Tous ces travailleurs doivent jouir de meilleures conditions de travail et d’un niveau suffisant de protection en cas de maladie, d’accident du travail ou d’accès à la formation.
Quelles mesures pour les salaires des femmes ?
L’écart moyen de salaire entre les hommes et les femmes est de 16 % dans l’ensemble de l’UE. L’Institut européen pour l’égalité des genres a montré dans un rapport en 2019 que cet écart a à peine diminué au cours de la dernière décennie. Aussi, une directive est-elle prévue concernant la transparence salariale dans les pays européens, elle va sortir incessamment.
Cette future transparence des rémunérations serait contraignante avec notamment une obligation pour les entreprises d’au moins 250 salariés de mettre à la disposition du public des informations sur les écarts de rémunération entre les femmes et les hommes.
L’instauration d’un cadre européen pour un salaire minimum dans tous les pays de l’UE permettra également de revaloriser les salaires des femmes souvent concentrées dans des métiers mal rémunérés bien qu’essentiels comme la crise de la Covid-19 a pu le mettre en exergue.
Comment éviter que le dumping social s'accentue ?

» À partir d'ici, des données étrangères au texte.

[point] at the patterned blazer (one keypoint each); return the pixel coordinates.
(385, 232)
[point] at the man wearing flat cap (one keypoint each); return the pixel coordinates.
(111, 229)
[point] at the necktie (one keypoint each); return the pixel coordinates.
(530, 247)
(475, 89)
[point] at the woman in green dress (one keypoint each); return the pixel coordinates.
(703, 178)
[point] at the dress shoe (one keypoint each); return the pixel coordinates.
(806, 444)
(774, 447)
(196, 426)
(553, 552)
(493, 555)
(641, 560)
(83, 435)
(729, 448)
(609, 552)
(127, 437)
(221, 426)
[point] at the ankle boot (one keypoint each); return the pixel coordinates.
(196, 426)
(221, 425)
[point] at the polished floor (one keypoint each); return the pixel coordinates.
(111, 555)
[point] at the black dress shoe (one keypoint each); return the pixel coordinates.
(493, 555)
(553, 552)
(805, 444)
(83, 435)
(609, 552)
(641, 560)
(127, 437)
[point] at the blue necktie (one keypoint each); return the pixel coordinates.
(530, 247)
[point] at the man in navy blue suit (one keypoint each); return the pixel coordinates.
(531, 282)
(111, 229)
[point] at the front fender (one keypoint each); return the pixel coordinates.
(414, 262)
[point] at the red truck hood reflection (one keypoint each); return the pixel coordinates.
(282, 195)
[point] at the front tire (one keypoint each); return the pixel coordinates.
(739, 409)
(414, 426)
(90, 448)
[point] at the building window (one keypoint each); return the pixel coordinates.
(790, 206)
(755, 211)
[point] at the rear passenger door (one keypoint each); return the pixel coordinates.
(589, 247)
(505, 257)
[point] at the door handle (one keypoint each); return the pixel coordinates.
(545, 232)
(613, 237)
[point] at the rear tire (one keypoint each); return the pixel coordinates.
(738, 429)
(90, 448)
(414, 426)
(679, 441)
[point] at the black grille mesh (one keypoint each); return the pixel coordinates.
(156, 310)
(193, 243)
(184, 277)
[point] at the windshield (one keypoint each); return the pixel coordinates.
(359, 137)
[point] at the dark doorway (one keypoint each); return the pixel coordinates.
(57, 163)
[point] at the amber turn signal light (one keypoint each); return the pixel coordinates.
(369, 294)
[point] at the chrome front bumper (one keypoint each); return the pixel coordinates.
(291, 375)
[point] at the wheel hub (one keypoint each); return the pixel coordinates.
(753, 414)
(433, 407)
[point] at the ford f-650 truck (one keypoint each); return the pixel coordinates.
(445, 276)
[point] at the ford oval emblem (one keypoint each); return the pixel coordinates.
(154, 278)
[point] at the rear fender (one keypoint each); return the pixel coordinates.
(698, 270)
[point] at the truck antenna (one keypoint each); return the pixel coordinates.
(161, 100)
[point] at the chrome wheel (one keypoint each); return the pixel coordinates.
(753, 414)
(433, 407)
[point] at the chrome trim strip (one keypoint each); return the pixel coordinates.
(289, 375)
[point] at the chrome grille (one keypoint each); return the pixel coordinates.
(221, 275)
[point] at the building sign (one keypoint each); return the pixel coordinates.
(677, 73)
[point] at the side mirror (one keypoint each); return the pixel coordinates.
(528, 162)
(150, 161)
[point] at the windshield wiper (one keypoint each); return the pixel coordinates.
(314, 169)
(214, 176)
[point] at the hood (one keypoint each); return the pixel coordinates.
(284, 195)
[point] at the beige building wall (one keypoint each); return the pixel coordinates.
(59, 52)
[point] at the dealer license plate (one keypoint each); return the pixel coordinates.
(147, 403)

Plus nous bâtirons une Europe sociale forte tendant vers une meilleure convergence des normes sociales et mieux nous lutterons contre un dumping social inévitable tant qu’il y a autant de différences entre les États membres de l’UE.
Il nous faut trouver un socle commun de droits sociaux permettant des conditions de travail décentes en oubliant que les politiques en la matière relèvent encore principalement des États membres.
La mobilité des travailleurs dans l’UE est déterminante pour le développement du marché unique européen. Et cette mobilité ne peut exister qu’avec une meilleure convergence sociale. Nous nous y employons au Parlement européen.